Я не был знаком с характером этой организации; равным образом я тогда мало
знал и о масонстве вообще, но почему-то -- почему именно, теперь уже не
припомню -- сразу понял, что речь идет о масонской ложе и тотчас же выразил
свое согласие".
Для понимания этого рассказа необходимо знать, что изложенный разговор
шел между двумя депутатами Государственной думы, принадлежавшими, правда, к
различным партиям ее левого сектора (X входил в социал-демократическую
фракцию, NN был членом фракции конституционных
демократов), но сравнительно много сталкивающимися между собой в
процессе думской работы, ведшими и ранее политические беседы и вообще
довольно хорошо знавшими друг друга лично. Рассказчик не мог вспомнить с
уверенностью, обсуждался ли в их прежних разговорах вопрос о согласовании
действий партий левого крыла Государственной думы, но он помнил, что такие
разговоры в то время были очень обычны, так что более чем вероятно, что они
велись и между рассказчиком и его собеседником (если так, то, по-видимому,
они показали его NN как человека, подходящего по настроениям для масонской
организации).
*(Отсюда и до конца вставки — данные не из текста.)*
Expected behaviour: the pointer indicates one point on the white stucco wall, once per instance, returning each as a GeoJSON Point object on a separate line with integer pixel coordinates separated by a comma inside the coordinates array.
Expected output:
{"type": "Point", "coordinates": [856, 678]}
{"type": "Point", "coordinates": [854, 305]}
Во всяком случае очень характерно, что никаких колебаний у
рассказчика не появлялось, принципиальное согласие на свое вступление он дал
сейчас же -- это говорит о том, насколько ощутительна была в то время
потребность в таком объединении, расчет на каковую был, как уже сказано
выше, основным в планах реформаторов русского масонства.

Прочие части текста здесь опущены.